Un día, Brissenden lleva a Martín a un mitin socialista. Aunque la gente del entorno de Ruth ven al joven como un socialista, él se considera reaccionario e individualista. Convencido por su amigo, Martín participa en el mitin, defendiendo su postura de oposición al socialismo. Al día siguiente aparece un artículo en la primera página del diario sobre el mitin, en el que se retrata a Martín Eden como uno de los socialistas más destacados de la ciudad. Aquello le trajo problemas a Martín con sus vecinos y conocidos, pero sobre todo, con Ruth. La muchacha le escribió una carta en la que daba por terminada su relación y le pedía a Martín que no fuera a visitarla, ni tratara de hacerla cambiar de opinión.

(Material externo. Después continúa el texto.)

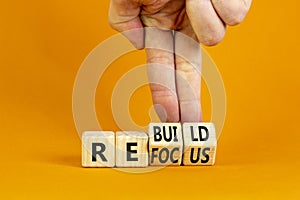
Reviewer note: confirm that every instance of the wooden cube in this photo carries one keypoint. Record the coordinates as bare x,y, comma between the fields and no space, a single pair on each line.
98,149
165,144
200,143
131,149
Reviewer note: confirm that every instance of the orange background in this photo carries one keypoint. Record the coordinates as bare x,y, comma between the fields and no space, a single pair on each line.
42,44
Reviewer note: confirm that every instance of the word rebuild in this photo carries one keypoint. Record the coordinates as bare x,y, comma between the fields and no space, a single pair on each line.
165,144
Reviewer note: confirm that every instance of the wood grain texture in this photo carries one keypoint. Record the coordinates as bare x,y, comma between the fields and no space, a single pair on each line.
131,149
165,144
200,143
98,149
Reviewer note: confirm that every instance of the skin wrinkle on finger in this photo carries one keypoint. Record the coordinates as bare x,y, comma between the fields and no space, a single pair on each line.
207,25
160,66
202,20
232,12
188,75
167,15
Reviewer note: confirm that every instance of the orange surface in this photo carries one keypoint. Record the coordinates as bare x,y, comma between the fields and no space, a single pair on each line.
42,44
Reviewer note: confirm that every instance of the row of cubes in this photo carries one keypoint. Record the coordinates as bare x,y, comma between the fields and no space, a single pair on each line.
165,144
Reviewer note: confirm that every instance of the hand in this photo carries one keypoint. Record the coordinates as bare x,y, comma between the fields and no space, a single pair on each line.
174,80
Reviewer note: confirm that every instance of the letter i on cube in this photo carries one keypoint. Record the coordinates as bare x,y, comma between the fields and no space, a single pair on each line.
200,143
165,144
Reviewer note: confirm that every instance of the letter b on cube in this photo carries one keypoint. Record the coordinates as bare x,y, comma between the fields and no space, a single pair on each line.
165,143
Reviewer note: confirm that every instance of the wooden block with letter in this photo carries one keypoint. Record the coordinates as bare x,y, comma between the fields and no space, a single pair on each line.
200,143
131,149
165,144
98,149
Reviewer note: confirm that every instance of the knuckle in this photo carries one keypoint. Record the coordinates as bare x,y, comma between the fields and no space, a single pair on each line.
212,39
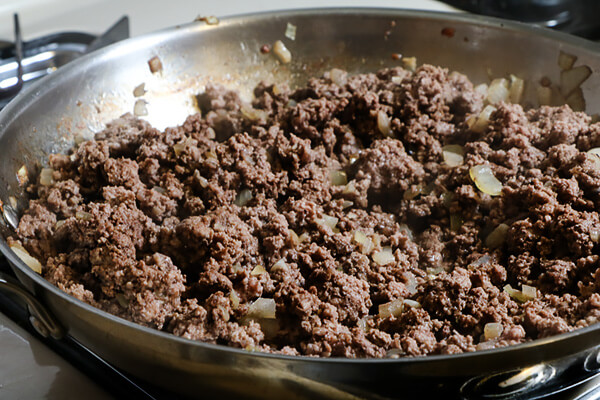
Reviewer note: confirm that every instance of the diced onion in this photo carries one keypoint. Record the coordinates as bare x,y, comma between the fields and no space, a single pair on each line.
338,76
29,260
282,52
139,90
338,178
384,257
122,300
498,91
22,175
485,180
479,123
155,64
303,237
262,308
529,291
243,198
237,268
411,282
517,85
83,215
453,155
497,237
481,261
434,270
394,353
412,192
404,228
363,323
201,180
139,108
235,299
384,123
258,270
394,308
350,188
46,178
365,243
328,220
252,113
595,235
519,295
492,330
290,31
280,265
566,60
455,222
412,303
410,63
481,89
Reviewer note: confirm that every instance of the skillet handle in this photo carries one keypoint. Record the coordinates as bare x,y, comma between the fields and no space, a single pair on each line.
41,320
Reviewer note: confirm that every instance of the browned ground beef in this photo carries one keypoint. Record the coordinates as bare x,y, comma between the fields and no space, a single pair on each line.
156,227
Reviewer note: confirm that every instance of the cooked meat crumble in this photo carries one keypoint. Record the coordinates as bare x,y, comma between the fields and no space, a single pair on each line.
327,221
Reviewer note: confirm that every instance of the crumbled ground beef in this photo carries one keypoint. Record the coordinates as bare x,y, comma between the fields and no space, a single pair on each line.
283,225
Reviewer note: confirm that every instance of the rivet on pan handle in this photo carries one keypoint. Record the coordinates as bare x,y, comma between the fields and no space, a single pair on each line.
40,318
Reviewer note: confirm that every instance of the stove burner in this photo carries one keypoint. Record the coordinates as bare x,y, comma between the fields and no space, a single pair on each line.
23,62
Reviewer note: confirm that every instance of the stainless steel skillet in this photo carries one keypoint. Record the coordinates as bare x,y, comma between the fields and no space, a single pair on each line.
86,94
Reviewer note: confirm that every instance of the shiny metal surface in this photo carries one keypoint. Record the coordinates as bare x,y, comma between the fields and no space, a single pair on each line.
43,322
91,91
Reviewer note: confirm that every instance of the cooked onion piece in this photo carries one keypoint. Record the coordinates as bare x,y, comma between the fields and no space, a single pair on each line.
453,155
280,265
566,60
485,180
410,63
46,178
498,91
258,270
22,175
497,237
412,303
384,257
365,243
328,220
235,300
243,198
394,308
262,308
24,255
338,178
527,293
492,330
282,52
479,123
383,123
155,64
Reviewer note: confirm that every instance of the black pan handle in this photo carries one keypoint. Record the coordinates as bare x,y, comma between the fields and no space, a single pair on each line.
41,320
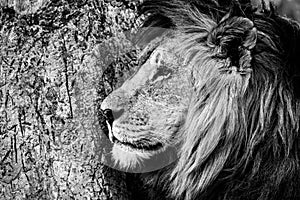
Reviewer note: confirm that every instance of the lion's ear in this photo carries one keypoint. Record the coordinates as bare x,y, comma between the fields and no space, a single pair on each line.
233,39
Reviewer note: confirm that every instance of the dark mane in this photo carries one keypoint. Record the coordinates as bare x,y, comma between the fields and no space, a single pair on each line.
247,146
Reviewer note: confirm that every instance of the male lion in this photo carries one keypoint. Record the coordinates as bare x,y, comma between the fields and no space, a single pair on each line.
221,85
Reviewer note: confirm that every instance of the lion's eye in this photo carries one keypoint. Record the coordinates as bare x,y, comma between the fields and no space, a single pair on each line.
162,72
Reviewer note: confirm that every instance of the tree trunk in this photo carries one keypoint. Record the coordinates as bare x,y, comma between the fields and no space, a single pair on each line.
51,59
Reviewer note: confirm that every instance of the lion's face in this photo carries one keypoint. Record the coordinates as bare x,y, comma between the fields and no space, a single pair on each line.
148,109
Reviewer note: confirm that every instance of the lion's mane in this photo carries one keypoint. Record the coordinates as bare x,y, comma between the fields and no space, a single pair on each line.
241,137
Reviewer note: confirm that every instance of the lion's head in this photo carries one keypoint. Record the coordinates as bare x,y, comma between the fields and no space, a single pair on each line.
222,86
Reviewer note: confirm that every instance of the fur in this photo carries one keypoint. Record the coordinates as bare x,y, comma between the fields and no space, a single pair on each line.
241,137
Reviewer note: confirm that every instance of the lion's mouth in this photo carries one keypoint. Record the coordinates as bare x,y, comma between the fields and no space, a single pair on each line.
141,145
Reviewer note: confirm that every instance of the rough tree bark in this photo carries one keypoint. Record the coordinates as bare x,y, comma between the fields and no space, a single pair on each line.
50,63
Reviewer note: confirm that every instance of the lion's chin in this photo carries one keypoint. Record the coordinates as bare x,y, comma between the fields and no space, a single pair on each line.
129,159
140,161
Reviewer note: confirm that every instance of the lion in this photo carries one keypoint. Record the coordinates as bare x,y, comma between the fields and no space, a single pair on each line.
220,84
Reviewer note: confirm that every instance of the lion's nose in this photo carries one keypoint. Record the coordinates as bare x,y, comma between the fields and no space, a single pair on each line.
111,115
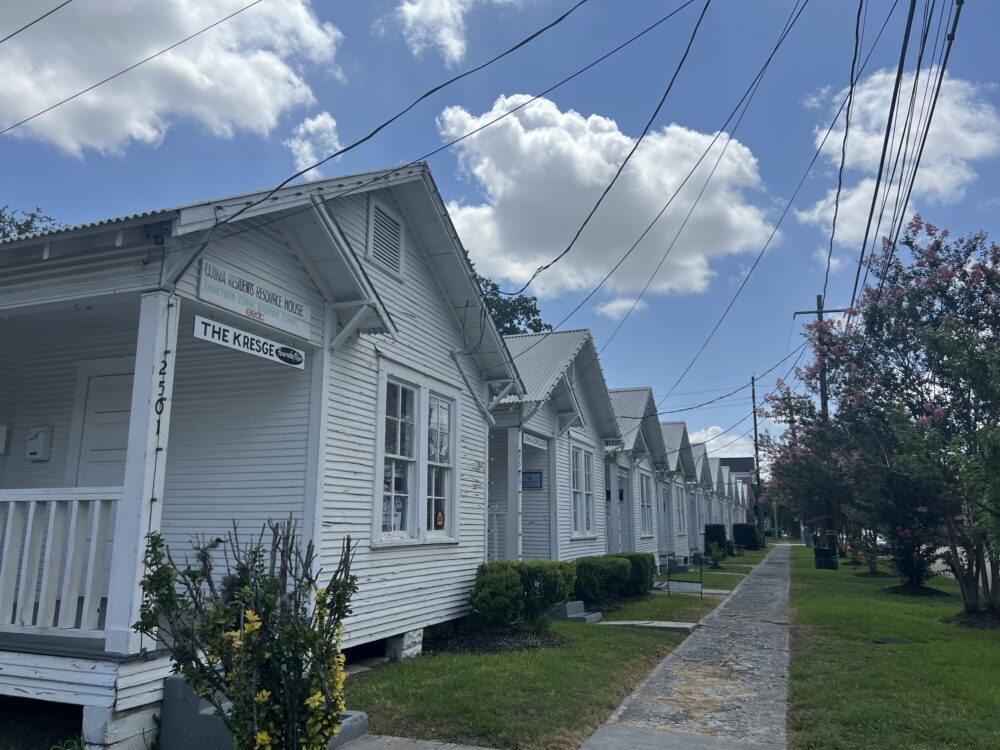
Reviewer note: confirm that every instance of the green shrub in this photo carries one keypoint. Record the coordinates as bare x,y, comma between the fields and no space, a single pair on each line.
600,579
641,575
520,593
715,533
746,535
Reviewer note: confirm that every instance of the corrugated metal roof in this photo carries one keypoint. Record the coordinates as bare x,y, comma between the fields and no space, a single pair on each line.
542,358
87,225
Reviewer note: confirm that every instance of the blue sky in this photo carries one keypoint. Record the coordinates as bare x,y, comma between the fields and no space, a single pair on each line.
216,117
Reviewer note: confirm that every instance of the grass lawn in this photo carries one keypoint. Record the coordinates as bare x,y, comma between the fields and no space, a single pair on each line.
714,579
35,725
674,608
940,690
546,698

La vida de Martín Eden dio un giro completo cuando comenzó a recibir cheques de revistas y diarios, que aceptaban algunos de sus escritos. El joven veía día a día como su dinero y su fama aumentaban y como empezaba a conseguir lo que siempre había soñado. Sus mejores ensayos y novelas fueron publicados y alcanzó un gran prestigio, no sólo a nivel nacional. Pero, al contrario de lo que esperaba tiempo atrás, no sentía ninguna emoción especial al ver como sus obras salían a la luz.

La gente comienza a aceptar a Martín Eden. El joven recibió invitaciones de sus parientes, que antes le aborrecían, de gente que ni siquiera conocía y que deseaban charlar con el escritor del momento. Y Martín se preguntaba por qué ahora todo el mundo reconocía su talento, cuando era el mismo hombre al que rechazaban sus novelas meses atrás.

Tengo la misma carne y los mismos huesos y los mismos dedos en las manos. Mi cerebro es el mismo de siempre. Personalmente tengo el mismo valor que cuando nadie quería nada conmigo. Entonces es que no me quieren por mí mismo. Me quieren por algo más, por algo que no está en mí, que es exterior a mí. ¿Quieres que te diga por qué es? Pues es por el dinero. Pero el dinero no soy yo”.

Ruth fue a ver a Martín a su hotel para decirle que seguía queriéndole, que deseaba volver con él. Pero el muchacho ya no sentía nada por ella y así se lo hizo saber.

Martín quería dar un cambio a su vida, así que se embarcó rumbo a los Mares del Sur. En el barco, empezó a notar una sensación de cansancio, que no cesaba por muchas horas que durmiera. Hasta que comprendió lo que debía hacer. Se lanzó al agua y, mientras la embarcación se alejaba, se fue hundiendo en el mar.